Saturday, January 30, 2010

A Reflection on "The Color Purple", by Alice Walker

A Reflection on The Color Purple by Alice Walker

Madame, he said, when Aunt Theodosia finished her story and flashed her famous medal (for “ her service as an exemplary missionary in the King’s colony”) around the room, do you realize King Leopold cut the hands off workers who, in the opinion of his plantation overseers, did not fulfill their rubber quota? Rather than cherish that medal, Madame, you should regard it as a symbol of your unwitting complicity with this despot who worked to death and brutalized and eventually exterminated thousands and thousands of African peoples.

Well, said Samuel, silence struck the gathering like a blight. Poor Aunt Theodosia! There’s something in all of us that wants a medal for what we have done. That wants to be appreciated. And Africans certainly don’t deal in medals. They hardly seem to care whether missionaries exist.

The Africans never asked us to come, you know. There’s no use blaming them if we feel unwelcome.
The Color Purple, page 234.

When I was ten or eleven, a missionary couple came to our church to show us slides and to talk about their work in some country in Africa, one whose name has changed a time or two since then. The woman talked about the mission’s school, which operated in a small cinder-block building with a tin roof. Slide after slide showed the building overflowing with children, so many that some classes were held outside due to the lack of space. The school was at a crossroad: Either a larger facility would have to be built, or they would have to turn some children away. Statistics about the number of village children, per capita income, infant mortality and illiteracy came at us rapid-fire, and she concluded her part by sharing anecdotes about one child or another convincing her parents to come to the mission to hear about Jesus.

Her husband took it from there, effusing about the religious conversions among the adults and the diminishing influence of the shamans and folk religion. His patter of statistics began with the number of young natives who felt a call to the ministry, and concluded with an estimate for the cost of building a seminary. “This is the Great Commission in action! This is what Christ told his disciples to do!” I was mesmerized.

The congregation dutifully contributed, and I was thrown into my first of many vocational dilemmas. Clearly, the work done by the missionaries was God’s work, I thought, and without their efforts all those people would be eternally lost. What calling could possibly be more important than to help save the souls of the children in those pictures?

Reading Nettie’s account of the mission to Africa reminded me of that night, and the subsequent conflict that exists in me today. I did not become a missionary, but have known several, and I admire their spirit of service and compassion. There is a selflessness about the vocation, and a genuine reliance on faith. And while there are more and more missionaries that see their purpose as primarily (exclusively?) humanitarian, there still exist thousands who rest in the conviction that they are called to “go into all the world and preach the gospel…baptizing them in the name of the Father, Son and Holy Spirit.”

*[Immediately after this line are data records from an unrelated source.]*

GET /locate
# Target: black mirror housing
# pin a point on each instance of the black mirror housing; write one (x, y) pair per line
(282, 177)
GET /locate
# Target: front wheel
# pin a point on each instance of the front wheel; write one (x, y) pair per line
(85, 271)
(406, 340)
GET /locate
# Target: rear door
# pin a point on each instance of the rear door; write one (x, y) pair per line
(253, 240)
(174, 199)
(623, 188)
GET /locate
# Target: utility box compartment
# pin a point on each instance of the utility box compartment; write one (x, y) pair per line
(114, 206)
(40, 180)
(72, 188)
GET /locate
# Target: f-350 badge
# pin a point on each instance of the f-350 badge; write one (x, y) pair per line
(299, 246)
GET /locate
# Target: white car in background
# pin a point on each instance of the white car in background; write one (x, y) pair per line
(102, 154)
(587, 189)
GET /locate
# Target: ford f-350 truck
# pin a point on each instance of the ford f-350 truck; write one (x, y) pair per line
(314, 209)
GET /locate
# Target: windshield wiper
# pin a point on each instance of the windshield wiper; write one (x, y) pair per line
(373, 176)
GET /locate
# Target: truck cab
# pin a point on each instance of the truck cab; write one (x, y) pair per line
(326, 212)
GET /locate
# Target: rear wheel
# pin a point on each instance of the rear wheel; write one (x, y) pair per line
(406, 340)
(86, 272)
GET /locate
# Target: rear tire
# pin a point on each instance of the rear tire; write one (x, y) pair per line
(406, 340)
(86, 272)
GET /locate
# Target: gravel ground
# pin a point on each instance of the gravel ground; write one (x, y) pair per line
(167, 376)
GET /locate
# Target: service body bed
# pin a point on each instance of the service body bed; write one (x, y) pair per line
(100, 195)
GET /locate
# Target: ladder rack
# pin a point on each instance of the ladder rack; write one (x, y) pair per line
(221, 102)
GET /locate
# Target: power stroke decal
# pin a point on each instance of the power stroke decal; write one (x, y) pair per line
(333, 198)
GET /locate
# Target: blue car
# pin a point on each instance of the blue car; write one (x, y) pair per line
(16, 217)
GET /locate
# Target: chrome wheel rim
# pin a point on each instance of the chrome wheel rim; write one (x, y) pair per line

Therein lies my conflict. Years ago, I began to better appreciate diversity in faith and culture. I studied western and eastern religions in graduate school, and enjoyed spending the weekends taking in a variety of worship and ritual services. I enjoyed studying the history of a faith, as well as its cultural context. Occasionally I grappled with the inevitable questions about which religion was the true religion, or at least the truest. I tended to skirt a final, or for that matter even a workable, answer to that question, preferring to place it in the realm of academic discipline rather than rule for life. Thus, proselytizing indigenous people became little more to me than a curious idiosyncrasy of a religion.

Over the past few years, however, faith has beckoned me. That faith is not the certainty of religious conviction that served my parents so well throughout their life, but it is at its core Christian. Recently, I have had difficulty reconciling the inherent exclusivity of Christianity with noble ideas about the equal sanctity of all faiths and cultures. I would like to be one of the cool liberals, readily accepting the validity and equality of opposing positions, but I keep coming back to the notion that if everything is Truth, then nothing is Truth.

If one embraces a religion, and identifies himself as an adherent, does he do a disservice to his faith by watering it down, equating it to all others? A Christian says that Jesus is “the way, the truth and the life, no one passes to the Father” except through him, while a Muslim prays the Shahadah: “There is no god but Allah, and Mohammed is his messenger.” They are not saying the same thing, and because they are not, they each have missionaries. The missionaries may seek novel ways to make their gospel pertinent and understandable to those they seek to proselytize, but to equate their religion with all others makes the key component of their mission immaterial. I think they are obligated to be set apart.

Samuel’s loneliness and lament that the “Africans never asked us to come” crosses the mind of many missionaries, I suspect. Despite that, I think it is right that they serve.